Göğüs egzersiz

Vücudunuzu fiziksel egzersizler yardımıyla büyütmenin gerçekten imkânsız olduğunu, böyle sözler verdiyseniz ve garanti edildiyse, kadın göğsünün anatomisiyle tanışmayı hemen şart koşar. Meme eğitimi sayesinde, esnekliği artırabilir, sıkılaştırabilir ve gerçekten, göğüslerinizi görsel olarak büyütebilirsiniz. Ama bu sütyenin büyüklüğünü değiştirmeyeceksin. Gereksiz ihmalleri önlemek için, göğüste, yani anatomi ile bir eğitim programı ile başlamayacağız.

anatomi

Göğüslerin:

Çoğunlukla, meme bir yağ dokudur, yani pompalanamaz. Sadece bağlı olduğu kasları (küçük, büyük, interkostal) pompalayabilirsiniz. Böylece "yukarı çek".

egzersizleri

Kadınlar için meme eğitimimizde, ellerin göğüs kaslarını ve kaslarını kullanacağız, bir çift dambıl ve fitball'a ihtiyacımız var .

  1. Başlangıç ​​pozisyonu topun üstünde, halterde oturuyor. Subkostal bölgede dirsekler üzerinde otururuz, omuzlarımıza dayama ile kollarımızı kaldırırız, eller yüze uzatılır - 8-16 tekrarlar.
  2. Dumberin çıkışına bacaklarımızla yaylı hareketler ekliyoruz - bir kaldırma için bir bacağı düzeltiriz.
  3. Başlangıç ​​pozisyonu - kalçalarda dambıl ile eller. Onları iki yaklaşımla yükseltiyoruz: 1 - omuz bölgesine, 2 - başın üzerindeki kolları düzeltin. Ayrıca iki yaklaşımda ve ihmal - 8-16 kez.
  4. Göğüs bölgesinde ellerimizi kapatıyoruz, ellerimizi yana doğru açıyoruz.
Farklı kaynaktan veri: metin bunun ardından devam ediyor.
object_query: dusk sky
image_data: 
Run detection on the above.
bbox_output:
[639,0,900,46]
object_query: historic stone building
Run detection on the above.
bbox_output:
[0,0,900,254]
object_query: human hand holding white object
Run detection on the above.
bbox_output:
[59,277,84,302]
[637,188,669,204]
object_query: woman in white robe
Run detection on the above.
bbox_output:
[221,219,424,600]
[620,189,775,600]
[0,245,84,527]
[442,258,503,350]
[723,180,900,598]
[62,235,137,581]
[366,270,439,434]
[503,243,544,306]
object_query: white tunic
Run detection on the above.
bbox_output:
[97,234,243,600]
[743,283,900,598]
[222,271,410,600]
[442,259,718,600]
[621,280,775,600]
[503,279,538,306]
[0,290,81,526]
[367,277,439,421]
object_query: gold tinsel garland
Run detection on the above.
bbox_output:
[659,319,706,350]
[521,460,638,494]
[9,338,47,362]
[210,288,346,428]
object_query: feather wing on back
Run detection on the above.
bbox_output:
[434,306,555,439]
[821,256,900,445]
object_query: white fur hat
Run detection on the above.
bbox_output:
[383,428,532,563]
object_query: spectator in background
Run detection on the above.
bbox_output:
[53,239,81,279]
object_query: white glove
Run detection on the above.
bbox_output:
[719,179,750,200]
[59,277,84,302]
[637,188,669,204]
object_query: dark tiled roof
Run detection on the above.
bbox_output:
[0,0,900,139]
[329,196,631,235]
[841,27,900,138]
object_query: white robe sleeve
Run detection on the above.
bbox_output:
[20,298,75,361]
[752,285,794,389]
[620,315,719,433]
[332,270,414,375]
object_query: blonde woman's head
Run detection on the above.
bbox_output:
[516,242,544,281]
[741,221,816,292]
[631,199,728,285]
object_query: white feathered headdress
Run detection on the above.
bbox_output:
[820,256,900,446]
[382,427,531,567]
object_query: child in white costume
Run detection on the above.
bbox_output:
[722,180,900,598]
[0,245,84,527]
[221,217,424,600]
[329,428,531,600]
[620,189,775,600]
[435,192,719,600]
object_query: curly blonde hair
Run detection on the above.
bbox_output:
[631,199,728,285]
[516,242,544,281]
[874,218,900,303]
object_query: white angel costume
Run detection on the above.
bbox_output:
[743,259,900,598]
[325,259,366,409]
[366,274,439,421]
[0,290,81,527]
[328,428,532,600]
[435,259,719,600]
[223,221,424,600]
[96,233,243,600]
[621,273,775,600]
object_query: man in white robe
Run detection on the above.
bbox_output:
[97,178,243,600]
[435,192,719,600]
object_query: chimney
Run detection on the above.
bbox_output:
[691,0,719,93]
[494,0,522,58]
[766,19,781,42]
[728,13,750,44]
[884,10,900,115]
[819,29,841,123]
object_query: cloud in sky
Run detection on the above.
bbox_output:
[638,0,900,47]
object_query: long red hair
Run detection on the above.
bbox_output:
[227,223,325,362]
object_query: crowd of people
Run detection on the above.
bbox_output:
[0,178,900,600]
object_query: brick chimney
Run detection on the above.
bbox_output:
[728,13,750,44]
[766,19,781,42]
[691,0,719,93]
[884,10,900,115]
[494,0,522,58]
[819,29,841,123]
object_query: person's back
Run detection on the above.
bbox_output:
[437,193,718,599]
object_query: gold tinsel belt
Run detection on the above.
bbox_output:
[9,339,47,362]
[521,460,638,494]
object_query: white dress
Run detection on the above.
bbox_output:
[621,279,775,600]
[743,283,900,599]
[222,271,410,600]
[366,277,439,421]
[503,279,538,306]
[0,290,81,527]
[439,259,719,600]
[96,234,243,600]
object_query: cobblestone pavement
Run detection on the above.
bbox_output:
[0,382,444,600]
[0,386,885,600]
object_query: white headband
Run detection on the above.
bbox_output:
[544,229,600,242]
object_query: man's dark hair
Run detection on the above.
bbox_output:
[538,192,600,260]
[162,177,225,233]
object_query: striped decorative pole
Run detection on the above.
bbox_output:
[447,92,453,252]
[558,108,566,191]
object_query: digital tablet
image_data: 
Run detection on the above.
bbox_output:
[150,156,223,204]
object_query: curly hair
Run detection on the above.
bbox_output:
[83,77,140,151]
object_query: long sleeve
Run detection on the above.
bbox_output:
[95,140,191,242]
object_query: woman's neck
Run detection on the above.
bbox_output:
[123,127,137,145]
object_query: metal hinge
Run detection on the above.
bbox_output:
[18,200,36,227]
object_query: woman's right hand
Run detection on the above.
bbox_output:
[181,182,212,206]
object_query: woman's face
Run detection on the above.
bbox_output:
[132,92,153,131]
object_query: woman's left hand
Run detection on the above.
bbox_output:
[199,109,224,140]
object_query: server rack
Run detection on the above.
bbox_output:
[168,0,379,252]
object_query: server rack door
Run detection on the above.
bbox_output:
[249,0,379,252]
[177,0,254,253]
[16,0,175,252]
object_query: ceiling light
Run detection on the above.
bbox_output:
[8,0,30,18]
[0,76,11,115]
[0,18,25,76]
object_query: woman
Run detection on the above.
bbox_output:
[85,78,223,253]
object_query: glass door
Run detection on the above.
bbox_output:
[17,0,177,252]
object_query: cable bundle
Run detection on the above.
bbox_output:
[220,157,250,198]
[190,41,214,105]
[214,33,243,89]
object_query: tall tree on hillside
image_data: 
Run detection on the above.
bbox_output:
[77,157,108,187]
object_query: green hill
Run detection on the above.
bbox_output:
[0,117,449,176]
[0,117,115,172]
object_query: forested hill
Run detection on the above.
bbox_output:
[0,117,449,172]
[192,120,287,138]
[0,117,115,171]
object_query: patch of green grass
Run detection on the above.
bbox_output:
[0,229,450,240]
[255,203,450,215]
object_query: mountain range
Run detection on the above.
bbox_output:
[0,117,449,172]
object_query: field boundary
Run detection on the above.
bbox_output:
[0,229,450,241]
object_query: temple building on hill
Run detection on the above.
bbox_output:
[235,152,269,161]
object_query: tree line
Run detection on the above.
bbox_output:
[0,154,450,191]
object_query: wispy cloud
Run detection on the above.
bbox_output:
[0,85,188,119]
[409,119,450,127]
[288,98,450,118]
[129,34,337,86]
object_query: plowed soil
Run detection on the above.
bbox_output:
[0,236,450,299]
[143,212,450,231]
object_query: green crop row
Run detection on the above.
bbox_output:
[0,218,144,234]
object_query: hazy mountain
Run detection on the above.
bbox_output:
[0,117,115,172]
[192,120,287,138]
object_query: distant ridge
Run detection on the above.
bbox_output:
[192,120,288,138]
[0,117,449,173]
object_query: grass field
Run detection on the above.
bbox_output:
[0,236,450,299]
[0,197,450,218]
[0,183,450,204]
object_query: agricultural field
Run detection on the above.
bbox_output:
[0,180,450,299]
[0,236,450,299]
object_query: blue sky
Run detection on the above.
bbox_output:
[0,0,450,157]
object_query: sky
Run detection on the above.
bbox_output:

Ellerin açıklanmasını bir sıçrama açık bacağıyla birleştirin - 8-16 kez.
  5. Dumberin ritmik kaldırılmasına başlıyoruz - omuz bölgesini bir elinizle kaldırın, paralel olarak bacağını 8-16 kez düzeltin.
  6. Bacağına bükülmüş ellerinizi başın seviyesine yükseltiriz ve kolların ve bacakların ritmik açılımını 8-16 katına çıkarırız.
  7. Egzersiz 2'yi tekrarlıyoruz.
  8. Egzersiz 3'ü tekrarlıyoruz.
  9. Ortadaki kaburgaların seviyesine kadar yükseltilmiş halterli eller, topun üzerinde, alternatif olarak bir bacağı düzeltin.
  10. Dört adım öne geçiyoruz, dördüncüde bir ayağı kaldırıyoruz ve karşı el ile bir dambıl çarpıyoruz. Sonra geri dönüyoruz, dört adım geri dönüyoruz.
  11. 9 numaralı egzersizi tekrarlıyoruz.
  12. Egzersiz 10'u tekrar ediyoruz.
  13. Topa ritmik atlayışlar yapmaya başlıyoruz, bacakları bir yöne ya da diğerine açıyoruz.
  14. Başın üzerindeki düz kolları kaldırın, omuzların yanlarına indirip başlangıç ​​pozisyonuna geri dönelim.
  15. Bir önceki alıştırmada olduğu gibi başlangıç ​​pozisyonu, bükülmüş bir şekilde aşağıya doğru uzanır.

Haftada göğüsler için 2-3 egzersiz yapmak için fazlasıyla yeterli. Ayrıca arkadaki göğüs egzersizlerinin şeklini ve hacmini görsel olarak geliştirmeye yardımcı olur. İyi bir duruş otomatik olarak göğüslerinizin daha görünür olmasını sağlar.